The Pope's controversial anniversary

Pope Benedict's visit to Malta last weekend was undoubtedly a success. The Pope was given a rapturous welcome wherever he went, his events were well attended and he seemed to have left a positive impression on the population at large. Significantly, he...

Pope Benedict's visit to Malta last weekend was undoubtedly a success. The Pope was given a rapturous welcome wherever he went, his events were well attended and he seemed to have left a positive impression on the population at large. Significantly, he held an emotional meeting with alleged victims of sexual abuse by priests in Malta and expressed his "shame and sorrow over what victims and their families have suffered".

The Pope's Malta visit came a day before the fifth anniversary of his election as Pontiff and was given particular importance by the international media because it was his first foreign trip since the clerical sex-abuse scandal erupted in various countries. The whole world was eagerly awaiting the Pope's response to this crisis which has engulfed the Catholic Church.

In brief remarks to journalists on board his flight from Rome, the Pope made no direct reference to these cases but did say: "Malta loves Christ, who loves his Church, which is his body, even if this body is wounded by our sins."

This remark was perhaps not what the media was expecting but Benedict's meeting with the alleged sex abuse victims was definitely the right thing to do and went down well among Catholics.

"He (the Pope) prayed with them and assured them that the Church is doing, and will continue to do, all in its power to investigate allegations, to bring to justice those responsible for abuse and to implement effective measures designed to safeguard young people in the future," a Vatican statement said.
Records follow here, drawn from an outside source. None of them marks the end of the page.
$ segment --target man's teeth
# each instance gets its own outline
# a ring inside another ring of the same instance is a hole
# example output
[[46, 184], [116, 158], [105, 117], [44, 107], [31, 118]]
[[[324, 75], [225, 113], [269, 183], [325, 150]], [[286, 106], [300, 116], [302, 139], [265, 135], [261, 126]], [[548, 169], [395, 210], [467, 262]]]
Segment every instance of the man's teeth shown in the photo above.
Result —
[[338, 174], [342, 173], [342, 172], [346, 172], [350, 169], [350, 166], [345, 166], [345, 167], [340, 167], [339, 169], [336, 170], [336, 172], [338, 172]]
I think both President George Abela and Archbishop Paul Cremona deserve credit for their reference to the sex abuse scandal during the Pope's visit. Dr Abela told the Pontiff on his arrival in Malta that justice had both to be done and seen to be done, while Mgr Cremona said during the Pope's Mass in Floriana that the Catholic Church must recognise what he called "the failures and sins of its members".
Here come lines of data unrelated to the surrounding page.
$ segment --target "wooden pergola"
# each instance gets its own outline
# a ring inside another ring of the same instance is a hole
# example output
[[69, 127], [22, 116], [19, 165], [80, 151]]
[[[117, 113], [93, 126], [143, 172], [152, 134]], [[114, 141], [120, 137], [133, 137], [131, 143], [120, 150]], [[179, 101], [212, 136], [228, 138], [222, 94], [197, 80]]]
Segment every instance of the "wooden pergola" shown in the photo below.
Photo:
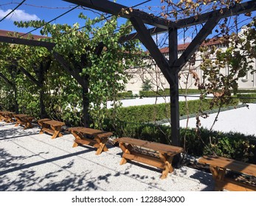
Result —
[[[120, 41], [124, 42], [131, 39], [138, 38], [148, 50], [151, 55], [156, 61], [156, 63], [161, 69], [165, 77], [168, 81], [170, 88], [170, 96], [171, 99], [171, 141], [172, 144], [174, 146], [180, 146], [181, 144], [179, 135], [179, 72], [222, 18], [242, 13], [250, 13], [256, 10], [256, 1], [253, 0], [242, 4], [236, 4], [229, 8], [223, 8], [221, 13], [220, 10], [212, 10], [198, 15], [196, 18], [192, 16], [173, 22], [168, 19], [156, 17], [152, 14], [139, 10], [130, 10], [128, 7], [106, 0], [63, 1], [86, 7], [103, 13], [119, 15], [131, 21], [136, 32], [122, 37]], [[192, 40], [183, 54], [179, 57], [178, 29], [201, 24], [204, 24], [199, 32]], [[147, 29], [145, 24], [153, 26], [153, 27]], [[159, 49], [152, 38], [152, 35], [162, 32], [168, 32], [170, 48], [169, 60], [167, 60], [163, 54], [160, 52]], [[52, 50], [55, 46], [55, 44], [52, 43], [4, 36], [0, 36], [0, 42], [33, 46], [44, 46], [49, 51]], [[102, 45], [99, 45], [99, 54], [100, 53], [100, 49], [102, 49]], [[75, 71], [72, 68], [60, 54], [54, 52], [54, 57], [63, 66], [65, 70], [82, 86], [83, 91], [88, 92], [88, 81], [79, 75], [79, 71]], [[2, 77], [1, 74], [0, 75]], [[27, 76], [29, 77], [29, 74], [27, 74]], [[35, 81], [35, 79], [31, 80], [35, 82], [35, 83], [39, 84], [39, 82]], [[86, 107], [86, 99], [84, 99], [83, 101], [84, 107]], [[84, 116], [86, 116], [85, 113], [86, 111], [84, 111]]]
[[[122, 41], [138, 38], [147, 48], [156, 63], [161, 69], [170, 84], [171, 107], [171, 141], [174, 146], [180, 146], [179, 137], [179, 77], [178, 74], [184, 64], [194, 54], [200, 45], [212, 32], [221, 19], [256, 10], [256, 1], [236, 4], [229, 8], [212, 10], [201, 15], [181, 19], [173, 22], [168, 19], [156, 17], [138, 10], [130, 10], [129, 7], [105, 0], [63, 0], [75, 4], [86, 7], [103, 13], [119, 15], [128, 18], [136, 32], [122, 38]], [[178, 57], [178, 29], [204, 24], [198, 35], [190, 43], [183, 54]], [[148, 29], [145, 24], [153, 27]], [[152, 35], [168, 32], [169, 60], [162, 54], [154, 42]]]

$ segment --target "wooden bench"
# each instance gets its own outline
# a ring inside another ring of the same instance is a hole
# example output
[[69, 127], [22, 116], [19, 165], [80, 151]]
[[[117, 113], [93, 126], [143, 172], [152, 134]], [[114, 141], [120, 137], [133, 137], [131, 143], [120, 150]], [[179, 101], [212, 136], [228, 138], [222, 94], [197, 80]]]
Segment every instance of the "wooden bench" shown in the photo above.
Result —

There is little doubt that over the years the Church has not given the problem of child abuse by some members of the clergy the importance it deserves, and in some cases actually tried to cover up such allegations. However, it seems that Pope Benedict genuinely wants to change things.

Last month he issued a personal apology to the people of Ireland and to the victims of sexual abuse by Catholic priests. And speaking last Wednesday at his weekly general audience, Pope Benedict promised the Catholic Church will take "action" over child abuse by priests.

Benedict's fifth anniversary of his election to the papacy has also been the subject of some debate. Many regarded the choice of the conservative intellectual as a stop-gap solution by the Church after 27 years of Pope John Paul II, as it tried to figure out which direction it should take on a whole range of subjects.

I don't think Benedict can simply be regarded as a transitional figure, and he has already left his mark on the Church, although his influence will never be as great as that of his predecessor.

In the past five years he has published three encyclicals - including one in which he criticised the world's banking system and called for finances to be guided by ethics, made 14 trips abroad, including a trip to Auschwitz and the Blue Mosque in Istanbul, and visited the synagogue of Rome.

In 2008 he met sex abuse victims in the US and Australia and apologised for such abuse.

Pope Benedict has also improved relations with the world's 250 million Orthodox Christians, and the Vatican last year established diplomatic relations with Russia. He has also reached out to Anglicans by allowing them to join the Catholic Church while retaining a collective identity.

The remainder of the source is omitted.